I think that image, and that's why I kind of broadened what I wanted to say tonight.
I read the Chelsea Arts Club painting, John, what you do, what John Senior Sergeant did, what Picasso did, hit me there.
I wanted to broaden that and say that we are in the 21st century and video does that.
All of those images that we saw together and experienced together, they matter.
But I'd also like to move it on a little bit and just say, when we go from Iraq to Afghanistan,
to we cover war, I cover war, I care about it deeply.
But it isn't just the image, it is also why. Why do we cover war?
Why do I just come to this place where we're all kind of dressed up and show you images of war?
War is horrible. No one's going to stand here and debate me and say, hey, war is great.
I'm going to say war is horrible, you're going to say war is great, well that's not going to happen.
So there's a reason to cover war. The reason to cover war is that sometimes, actually, sorry to say, war is necessary.

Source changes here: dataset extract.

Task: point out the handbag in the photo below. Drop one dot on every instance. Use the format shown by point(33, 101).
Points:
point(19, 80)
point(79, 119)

But when that decision is made by a government, look at that, know what it means.
I lived in a place where I had to start taking stories and Paul Thugver who filmed that.
We wanted people who were still alive because it became normal to us to live in a place where, okay,
cut open the side of his chest, oh yeah, he's going to reach in because there's no electricity and there's no, well, there's kind of nothing.
He's going to try to move that heart, try to keep that heart pumping by literally reaching into someone's chest.
That just becomes normal. I think that what we're trying to say is not just the power of images from war,
but think about it, think about it, going to war means those people die, they are kids and they are women and they are dying and they are going to die in a horrific way.
And I did not go mad, I brought you back that video and my words for a reason.
I hope that means something to you tonight. Thank you.